This was one of my favourite photos of the kids as they waited for their other daddy to get home from work. All four of them are gone now.After I posted that, I naturally wondered if I’d shared that photo on this blog ten years ago, but I hadn’t at all in all of July 2015. Today, I looked though my stored photos and I found the original, which I took on June 5, exactly a month before I made it my Facebook cover photo. That’s not remotely important—the date I took the photo and the date I made it my FB cover photo were both ten years ago, and the real point wasn’t the date, it was how much things had changed since then.
Around a year and a half after I took this photo, we all moved to the southern edge of the Manukau Harbour, and a little more than a year after that, Leo joined our family. Some nine months later, we lost Bella, seven months after that, we lost their other daddy, nearly a year and a half later, Sunny left us, and Jake around seven months after that. Sometimes even I’m shocked I managed to survive all that loss so close together.

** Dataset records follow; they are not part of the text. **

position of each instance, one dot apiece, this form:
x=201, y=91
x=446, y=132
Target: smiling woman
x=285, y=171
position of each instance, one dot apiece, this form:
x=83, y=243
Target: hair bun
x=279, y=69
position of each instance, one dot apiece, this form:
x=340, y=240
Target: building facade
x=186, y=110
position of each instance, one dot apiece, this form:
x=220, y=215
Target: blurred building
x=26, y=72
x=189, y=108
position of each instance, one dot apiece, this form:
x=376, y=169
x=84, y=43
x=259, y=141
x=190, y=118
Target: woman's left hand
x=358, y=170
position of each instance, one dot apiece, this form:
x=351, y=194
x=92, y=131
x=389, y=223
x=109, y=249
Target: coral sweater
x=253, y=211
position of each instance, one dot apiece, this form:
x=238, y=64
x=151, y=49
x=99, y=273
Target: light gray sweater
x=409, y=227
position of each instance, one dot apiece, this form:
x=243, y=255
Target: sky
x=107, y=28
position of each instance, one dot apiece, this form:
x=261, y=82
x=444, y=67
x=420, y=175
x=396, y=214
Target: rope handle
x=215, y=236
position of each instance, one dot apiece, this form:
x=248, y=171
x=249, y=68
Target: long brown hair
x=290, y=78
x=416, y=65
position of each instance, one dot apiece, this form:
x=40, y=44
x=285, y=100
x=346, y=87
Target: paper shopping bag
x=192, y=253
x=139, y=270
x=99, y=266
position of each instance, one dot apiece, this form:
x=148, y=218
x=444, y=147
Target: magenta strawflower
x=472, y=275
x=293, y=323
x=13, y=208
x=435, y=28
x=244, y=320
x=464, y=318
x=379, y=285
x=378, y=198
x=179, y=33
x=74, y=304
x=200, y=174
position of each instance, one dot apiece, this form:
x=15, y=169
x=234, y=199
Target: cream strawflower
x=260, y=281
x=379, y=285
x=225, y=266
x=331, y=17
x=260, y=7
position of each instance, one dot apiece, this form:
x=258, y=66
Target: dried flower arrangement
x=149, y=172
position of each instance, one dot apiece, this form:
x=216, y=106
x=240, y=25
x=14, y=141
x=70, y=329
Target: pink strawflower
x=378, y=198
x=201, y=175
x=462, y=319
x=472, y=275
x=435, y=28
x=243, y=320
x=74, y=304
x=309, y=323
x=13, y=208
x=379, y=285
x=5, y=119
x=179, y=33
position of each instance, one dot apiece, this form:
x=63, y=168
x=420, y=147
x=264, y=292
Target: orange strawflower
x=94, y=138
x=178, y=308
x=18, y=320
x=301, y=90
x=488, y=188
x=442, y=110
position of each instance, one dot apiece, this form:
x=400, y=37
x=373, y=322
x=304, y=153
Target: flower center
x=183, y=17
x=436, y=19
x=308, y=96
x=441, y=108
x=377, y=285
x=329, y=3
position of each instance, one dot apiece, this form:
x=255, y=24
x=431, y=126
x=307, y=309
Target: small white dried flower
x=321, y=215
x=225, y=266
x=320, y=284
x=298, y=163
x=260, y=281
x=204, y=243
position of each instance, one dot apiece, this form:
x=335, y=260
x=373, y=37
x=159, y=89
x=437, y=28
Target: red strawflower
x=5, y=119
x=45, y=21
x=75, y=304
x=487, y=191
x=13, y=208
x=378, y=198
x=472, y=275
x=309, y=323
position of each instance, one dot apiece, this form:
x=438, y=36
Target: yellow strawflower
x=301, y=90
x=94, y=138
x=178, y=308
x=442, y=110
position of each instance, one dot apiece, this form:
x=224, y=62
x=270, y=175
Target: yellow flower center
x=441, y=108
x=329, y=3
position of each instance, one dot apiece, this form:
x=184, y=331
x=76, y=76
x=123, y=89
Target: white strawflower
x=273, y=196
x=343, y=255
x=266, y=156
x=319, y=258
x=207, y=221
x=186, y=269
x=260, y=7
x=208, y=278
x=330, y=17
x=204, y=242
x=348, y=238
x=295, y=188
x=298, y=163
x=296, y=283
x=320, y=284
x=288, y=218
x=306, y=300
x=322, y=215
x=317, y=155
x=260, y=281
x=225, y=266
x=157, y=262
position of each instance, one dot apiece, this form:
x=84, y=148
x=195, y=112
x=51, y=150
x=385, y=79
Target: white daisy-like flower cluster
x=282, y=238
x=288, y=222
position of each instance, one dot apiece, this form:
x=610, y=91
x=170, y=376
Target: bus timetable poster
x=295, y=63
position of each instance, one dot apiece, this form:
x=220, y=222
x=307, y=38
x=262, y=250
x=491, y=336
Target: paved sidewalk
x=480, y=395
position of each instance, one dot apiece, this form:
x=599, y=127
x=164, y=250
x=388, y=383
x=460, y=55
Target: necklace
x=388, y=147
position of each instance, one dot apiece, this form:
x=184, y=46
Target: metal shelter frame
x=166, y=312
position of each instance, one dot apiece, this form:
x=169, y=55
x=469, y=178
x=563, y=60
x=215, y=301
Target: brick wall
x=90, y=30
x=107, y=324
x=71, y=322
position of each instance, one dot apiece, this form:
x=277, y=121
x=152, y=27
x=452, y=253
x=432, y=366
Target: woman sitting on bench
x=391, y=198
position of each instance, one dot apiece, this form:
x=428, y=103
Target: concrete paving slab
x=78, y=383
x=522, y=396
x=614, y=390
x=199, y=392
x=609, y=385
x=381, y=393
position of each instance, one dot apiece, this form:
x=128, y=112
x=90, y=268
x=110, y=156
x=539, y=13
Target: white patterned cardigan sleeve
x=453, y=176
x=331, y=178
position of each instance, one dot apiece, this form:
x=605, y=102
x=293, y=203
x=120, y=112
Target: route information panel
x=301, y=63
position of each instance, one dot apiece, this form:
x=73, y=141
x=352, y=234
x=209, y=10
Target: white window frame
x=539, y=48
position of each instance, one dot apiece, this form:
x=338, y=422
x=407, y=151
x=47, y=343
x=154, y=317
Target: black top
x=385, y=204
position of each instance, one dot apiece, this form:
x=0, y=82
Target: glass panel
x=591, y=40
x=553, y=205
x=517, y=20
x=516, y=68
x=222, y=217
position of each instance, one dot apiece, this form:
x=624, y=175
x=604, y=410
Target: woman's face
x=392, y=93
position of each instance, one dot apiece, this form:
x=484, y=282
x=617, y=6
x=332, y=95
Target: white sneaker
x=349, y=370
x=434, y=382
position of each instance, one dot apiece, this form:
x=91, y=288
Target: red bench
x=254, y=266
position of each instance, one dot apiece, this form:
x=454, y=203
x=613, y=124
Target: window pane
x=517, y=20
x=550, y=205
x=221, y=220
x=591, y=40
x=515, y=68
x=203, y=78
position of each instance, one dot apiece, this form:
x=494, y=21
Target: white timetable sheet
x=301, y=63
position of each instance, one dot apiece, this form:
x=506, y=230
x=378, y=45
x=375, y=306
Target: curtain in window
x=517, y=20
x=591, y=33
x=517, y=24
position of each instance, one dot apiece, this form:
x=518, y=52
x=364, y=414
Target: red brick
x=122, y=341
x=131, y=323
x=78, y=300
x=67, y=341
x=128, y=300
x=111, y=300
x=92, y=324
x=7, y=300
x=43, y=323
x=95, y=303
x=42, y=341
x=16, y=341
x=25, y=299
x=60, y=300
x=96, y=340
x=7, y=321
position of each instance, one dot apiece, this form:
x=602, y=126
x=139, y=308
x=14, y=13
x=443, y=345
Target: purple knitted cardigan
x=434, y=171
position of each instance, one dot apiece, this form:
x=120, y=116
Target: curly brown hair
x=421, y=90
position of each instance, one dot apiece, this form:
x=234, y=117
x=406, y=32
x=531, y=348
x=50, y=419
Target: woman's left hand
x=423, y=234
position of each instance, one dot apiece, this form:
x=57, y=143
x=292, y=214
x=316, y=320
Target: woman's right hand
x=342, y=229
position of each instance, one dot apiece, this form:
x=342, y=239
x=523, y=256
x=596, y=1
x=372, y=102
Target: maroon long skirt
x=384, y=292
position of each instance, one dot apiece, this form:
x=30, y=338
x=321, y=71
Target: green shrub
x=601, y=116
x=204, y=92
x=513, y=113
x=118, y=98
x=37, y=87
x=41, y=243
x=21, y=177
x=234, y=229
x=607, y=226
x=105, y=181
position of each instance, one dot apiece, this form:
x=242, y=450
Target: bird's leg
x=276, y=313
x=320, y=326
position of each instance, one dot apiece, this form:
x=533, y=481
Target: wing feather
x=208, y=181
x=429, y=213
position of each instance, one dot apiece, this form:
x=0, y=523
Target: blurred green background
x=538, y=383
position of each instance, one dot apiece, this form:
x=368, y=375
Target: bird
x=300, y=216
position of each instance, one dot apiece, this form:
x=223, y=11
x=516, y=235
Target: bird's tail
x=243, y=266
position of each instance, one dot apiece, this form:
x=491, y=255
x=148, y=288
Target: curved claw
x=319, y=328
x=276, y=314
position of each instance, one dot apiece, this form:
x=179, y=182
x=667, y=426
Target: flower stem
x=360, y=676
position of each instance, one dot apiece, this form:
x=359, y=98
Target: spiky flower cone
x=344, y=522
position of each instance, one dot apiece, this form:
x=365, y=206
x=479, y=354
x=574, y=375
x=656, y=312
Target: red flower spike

I still have the mat Jake and Sunny are laying on, and the dog rope, too—though no one plays with it anymore. On the other hand, I’ve upgraded my phone several times and my photos have much better resolution now—and the fact that was one of the first things I thought when this photo popped up in my FB “Memories” is an indication of healing (so called…). The fact I remember in detail when each member of our family left us shows that healing from grief isn’t actually a thing: We adapt, we grow around it, we move forward with it, but usually without the searing pain it once produced. I miss them all as much as ever, and I can tell that Leo does, too, but we have each other and some days that’s everything.
The whole thing gave me a chance to underscore the fact that grief never diminishes or ends, instead, we grow around it. I’ve talked about this many times, and I’ll talk about more into the future because I think it’s the biggest thing that people don’t understand about grief, and also what they most need to understand.
Still, the photo I took ten years ago was a great example of what my life was like only a decade ago. I miss that life, everyone I’ve lost. But I’m still here, and so is Leo, and together we continue moving forward. And that’s the way of things.